While we acknowledge that the improvement in accuracy of LiMAC compared to our fine-tuned Florence does not fully solve the problem, we still believe it represents a meaningful and valuable step forward (and in most cases with large improvements in computational efficiency/speed). We have carefully evaluated LiMAC and provided a thorough analysis of its strengths and weaknesses, which we hope highlights the contribution of our work in advancing the field. Regarding the “more parameters”, while the overall framework does have more parameters, we believe that statement does not paint the full picture, as these parameters do not simply compose a larger network (i.e., not all parameters are called at the same time). For example, if one was to consider action type selection as its own separate task, our 520M AcT model outperformed larger models.
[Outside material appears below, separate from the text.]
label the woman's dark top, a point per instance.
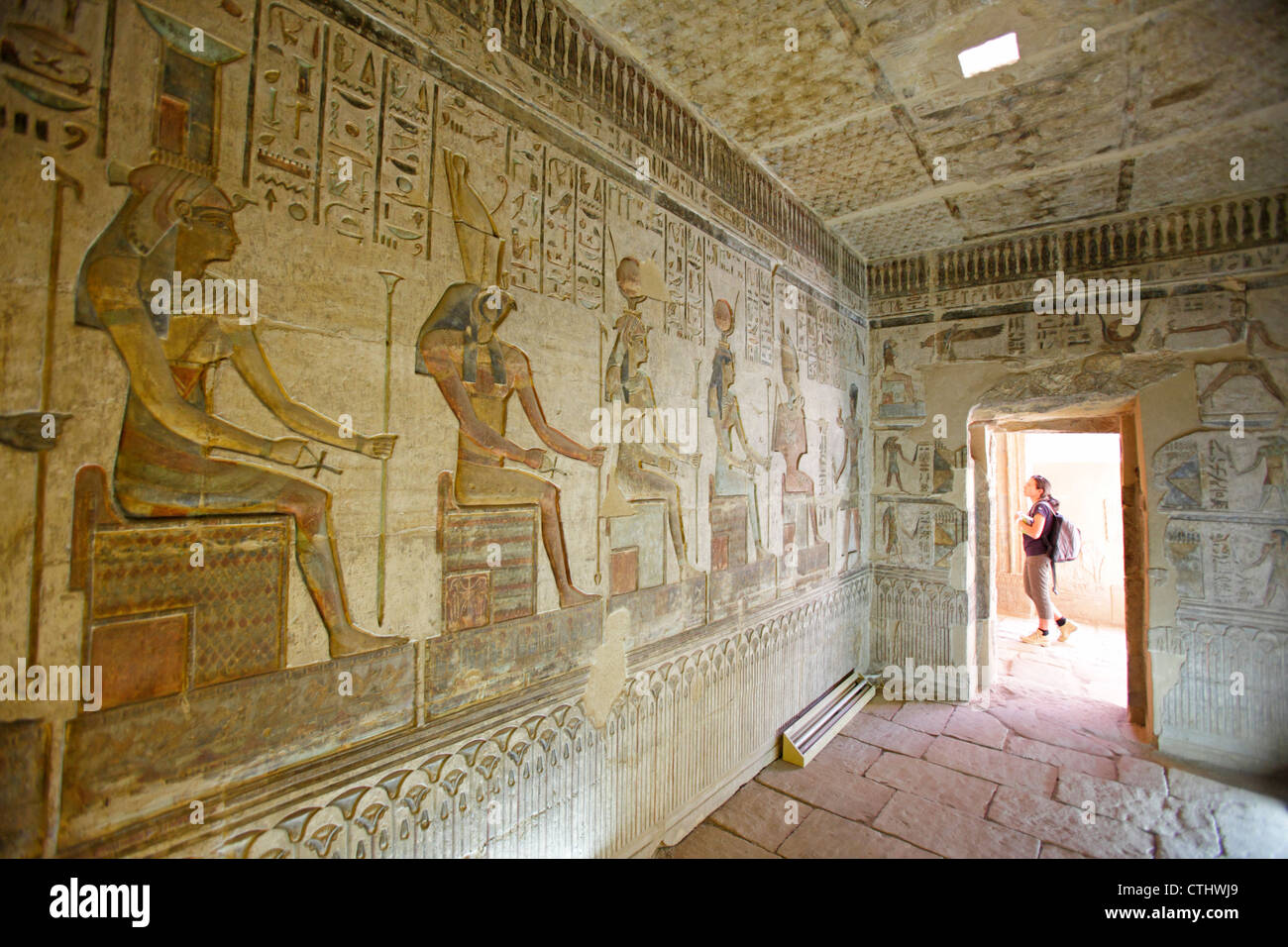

Moreover, the parameters of the VLM are only used when the VLM is called, which only occurs for open-app or input-text actions, making up 13.9% of the total actions for AndroidControl and 10.6% for AitW respectively.
- Online Evaluation:
We definitely agree that online evaluation is a valuable addition and currently missing from our work, and is an aspect that we aim to address in the future. We believe that fully autonomous, online, and generalisable app agent control, is far from solved [1,2]. Nevertheless, the focus of our study differs from that of DigiRL [3]. In DigiRL, the authors train separate models for different goal categories (General and Webshop) and evaluate on a relatively small subset of goals (the first 96 from the train and test set). In contrast, our work utilises the AndroidControl dataset, which contains more than 13K distinct goals, as well as our subset of AitW, with just under 9K goals. Generalising fine-tuned models in online settings remains an open problem, as highlighted in [1,2] which demonstrate that fine-tuned models perform poorly on a large set of online tasks.
- Novelty:
We have added an acknowledgement of [4] and [5] in Sec 3.1, discussing that they have also explored embedding individual UI elements.
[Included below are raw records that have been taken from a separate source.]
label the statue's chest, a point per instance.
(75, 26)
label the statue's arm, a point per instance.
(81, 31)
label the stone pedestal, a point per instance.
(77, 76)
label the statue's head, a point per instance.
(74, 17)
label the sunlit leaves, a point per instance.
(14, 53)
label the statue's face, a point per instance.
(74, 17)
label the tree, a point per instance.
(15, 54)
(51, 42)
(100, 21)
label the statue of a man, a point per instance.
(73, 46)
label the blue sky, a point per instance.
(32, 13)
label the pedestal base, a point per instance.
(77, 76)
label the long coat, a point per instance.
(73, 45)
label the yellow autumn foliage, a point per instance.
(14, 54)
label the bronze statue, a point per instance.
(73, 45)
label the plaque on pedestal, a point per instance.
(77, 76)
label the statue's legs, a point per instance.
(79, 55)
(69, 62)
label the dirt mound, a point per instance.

We would argue that the architecture as a whole is novel even if some of the individual components have been explored before. Indeed, Li et al. [4] (which we thank the reviewer for bringing to our attention) and Rawles et al (AitW) [5] have explored embedding individual UI elements, however we still believe we look deeper into the matter (e.g., using fine-tuned CLIP for the embedding accompanied with ablation studies, using concatenations of embeddings of CLIP and BERT, etc). Furthermore, as the reviewer noted, we use the hidden states of the transformer corresponding to these embeddings for a contrastive learning objective (which to the best of our knowledge has not been explored before). The gated architecture is obviously not a novel idea, and it is pretty natural to the task, but we still believe reporting its capabilities in this context is valuable.
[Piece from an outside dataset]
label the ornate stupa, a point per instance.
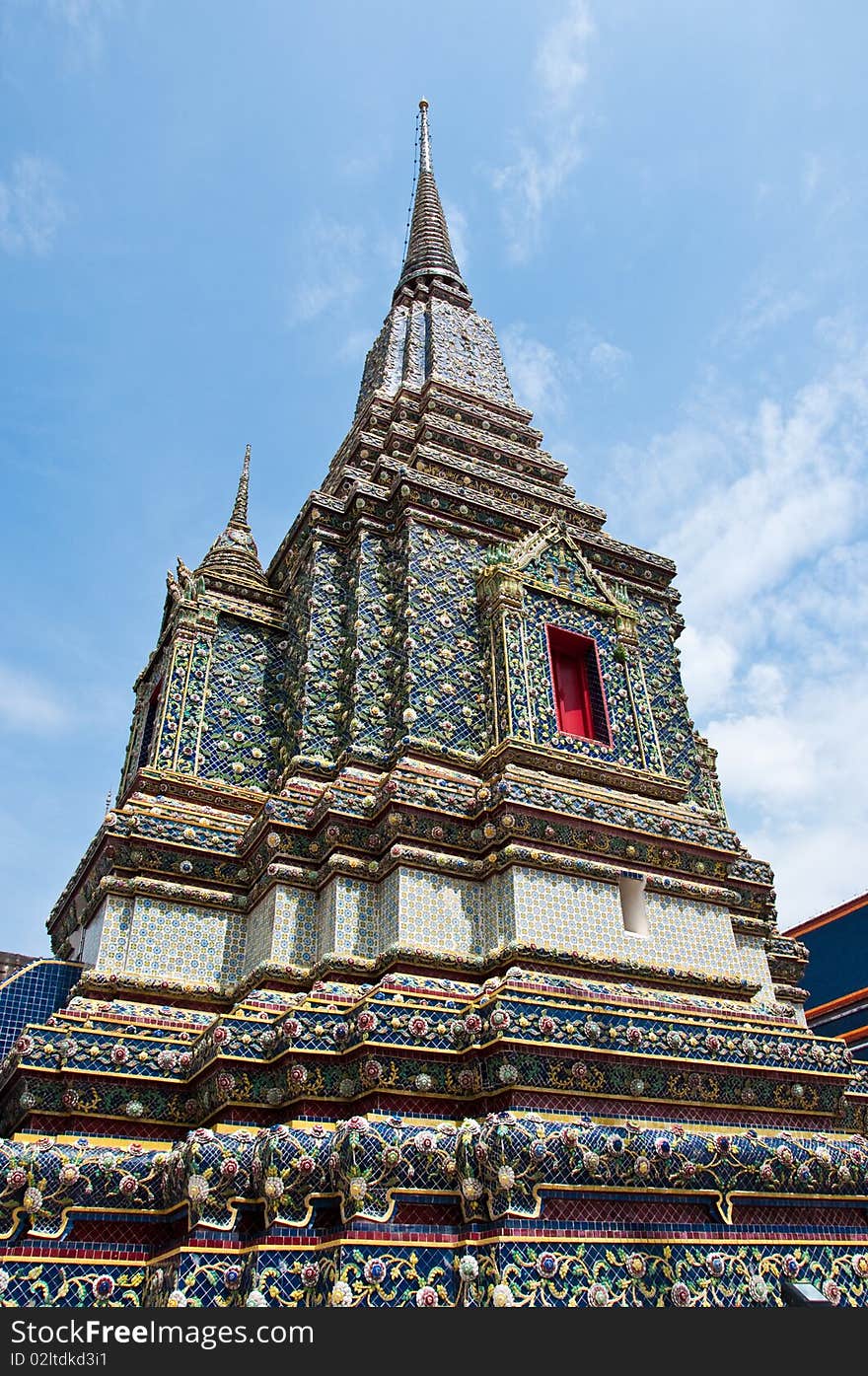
(417, 962)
We hope this clarifies our approach and contributions, and we thank the reviewer again for their constructive suggestions. We also appreciate the comments on the on-device implementation.
[1] Chen et al. SPA-Bench: A Comprehensive Benchmark for SmartPhone Agent Evaluation
[2] Zhang et al. LlamaTouch: A Faithful and Scalable Testbed for Mobile UI Task Automation
[3] Bai et al. DigiRL: Training In-The-Wild Device-Control Agents with Autonomous Reinforcement Learning.
[4] Li et. al. Mapping Natural Language Instructions to Mobile UI Action Sequences
[5] Rawles et al Android in the Wild: A Large-Scale Dataset for Android Device Control
Thank you for taking the time to respond and clarify.
I agree you have provided careful analysis of LiMAC, which is appreciated. I understand your point regarding the parameters not composing an entire network. While this has clear benefits from a computational efficiency point of view, my concern would be from a memory point of view; specifically regarding how "lightweight" the approach is. Since the focus of this paper is on designing models that could theoretically be useful on device, I believe you would need to keep the larger model loaded and ready to go at all times. Thus for real-world deployment it would effectively be the same as a a larger model from a memory point of view (computationally I agree your approach is faster and more efficient). I understand the actually testing it on-device is outside of the scope of this paper, but this should be considered from a practical point of view. Can you please comment on this?
Thank you for the clarification on CLIP and using hidden states of the transformer for a contrastive learning objective. I agree it is novel. Your comment also reminded me of a somewhat related paper, https://arxiv.org/pdf/2012.12350, which uses BERT pre-training task, also using UI elements. Specifically, "Pre-training task #3: Masked VH text prediction", may be of interest for future work.
We thank the reviewer for their valuable feedback.
We now include a paragraph with clarifications on the memory footprint and the use of the term “Lightweight” in Sec 3, paragraph 2.
We acknowledge the concern about memory usage, as our approach does require an additional model to be loaded. While we did not claim a smaller memory footprint, we have now clarified this in Section 3 of the paper.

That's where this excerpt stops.